El avión hace un giro abrupto para descender hacia la pista, y el ala parece rozar uno de los cerros desnudos que aprisionan la ciudad. Después el giro termina en picada, como lo haría un piloto de combate, y ya en tierra frena el aparato a fondo, porque la pista es demasiado corta. Estamos en Tegucigalpa, adonde llegué por primera vez hace más de cincuenta años, sólo que entonces los viejos aviones de hélice eran más tranquilizadores, y adonde regreso una vez más, ahora para presentar mi novela Sara.
Era una ciudad entonces provinciana y algo bucólica, que hoy cuesta reconocer entre autopistas y pasos a desnivel, gigantescos centros comerciales y edificios de veinte pisos, una modernidad dudosa, como el resto de las capitales centroamericanas.

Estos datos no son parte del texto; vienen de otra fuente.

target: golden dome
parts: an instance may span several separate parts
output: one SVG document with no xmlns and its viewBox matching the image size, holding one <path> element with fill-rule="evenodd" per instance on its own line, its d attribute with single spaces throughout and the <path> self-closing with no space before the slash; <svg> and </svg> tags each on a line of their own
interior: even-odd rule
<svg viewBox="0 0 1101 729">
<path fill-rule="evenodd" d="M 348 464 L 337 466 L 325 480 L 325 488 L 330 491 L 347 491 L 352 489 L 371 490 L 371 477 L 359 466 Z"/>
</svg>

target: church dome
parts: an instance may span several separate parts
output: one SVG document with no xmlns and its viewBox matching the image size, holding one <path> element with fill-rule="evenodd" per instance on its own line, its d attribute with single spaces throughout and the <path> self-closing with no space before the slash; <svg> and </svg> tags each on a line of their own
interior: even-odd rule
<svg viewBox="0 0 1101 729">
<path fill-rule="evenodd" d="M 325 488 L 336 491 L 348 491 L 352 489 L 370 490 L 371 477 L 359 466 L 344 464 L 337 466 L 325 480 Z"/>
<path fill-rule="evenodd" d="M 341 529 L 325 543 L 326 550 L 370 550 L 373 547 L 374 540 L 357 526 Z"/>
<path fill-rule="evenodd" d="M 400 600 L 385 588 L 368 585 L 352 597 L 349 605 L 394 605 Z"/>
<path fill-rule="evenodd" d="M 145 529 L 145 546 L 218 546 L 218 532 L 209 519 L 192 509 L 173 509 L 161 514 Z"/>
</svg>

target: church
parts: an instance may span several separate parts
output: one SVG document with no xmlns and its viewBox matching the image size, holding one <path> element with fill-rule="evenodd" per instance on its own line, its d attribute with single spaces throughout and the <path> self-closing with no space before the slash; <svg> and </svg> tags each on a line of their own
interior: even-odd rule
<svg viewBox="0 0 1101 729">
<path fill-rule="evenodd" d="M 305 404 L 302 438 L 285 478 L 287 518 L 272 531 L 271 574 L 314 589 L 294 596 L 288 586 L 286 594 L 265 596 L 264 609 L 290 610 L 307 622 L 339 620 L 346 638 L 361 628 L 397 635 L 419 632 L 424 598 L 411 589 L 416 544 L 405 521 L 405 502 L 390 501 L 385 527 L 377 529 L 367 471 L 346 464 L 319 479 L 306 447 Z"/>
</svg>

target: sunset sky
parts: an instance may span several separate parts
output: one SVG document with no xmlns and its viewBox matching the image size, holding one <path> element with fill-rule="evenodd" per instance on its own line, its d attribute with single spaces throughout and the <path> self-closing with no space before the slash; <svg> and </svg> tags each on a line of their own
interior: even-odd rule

Y debajo de esa modernidad se tejen las tupidas redes de la violencia, sobre todo asesinatos que llenan planas enteras de los periódicos cada mañana, muchos de ellos cometidos por manos de sicarios, una especie que se ha vuelto común aquí, y en El Salvador y Guatemala.
Ese es el tema que ocupa muchas de las conversaciones con amigos de todas las edades en estos dos días intensos en Tegucigalpa, sobre todo el asesinato de periodistas. Desde el año 2003, unas 55 personas vinculadas a medios de comunicación han muerto víctimas de ataques en la calle, en las puertas de sus casas o dentro de ellas, ultimados en presencia de sus familiares, o en sus centros de trabajo, o aparecen muertos en lugares desolados.
La inmensa mayoría de ellos ha caído bajas las balas y algunos han sido acuchillados o estrangulados. Los autores materiales son siempre asesinos a sueldo que a veces resultan identificados, pero, en toda esa larga lista, sólo en tres casos han sido condenados por los tribunales; y peor, quienes les pagan permanecen siempre en el anonimato, y en la impunidad.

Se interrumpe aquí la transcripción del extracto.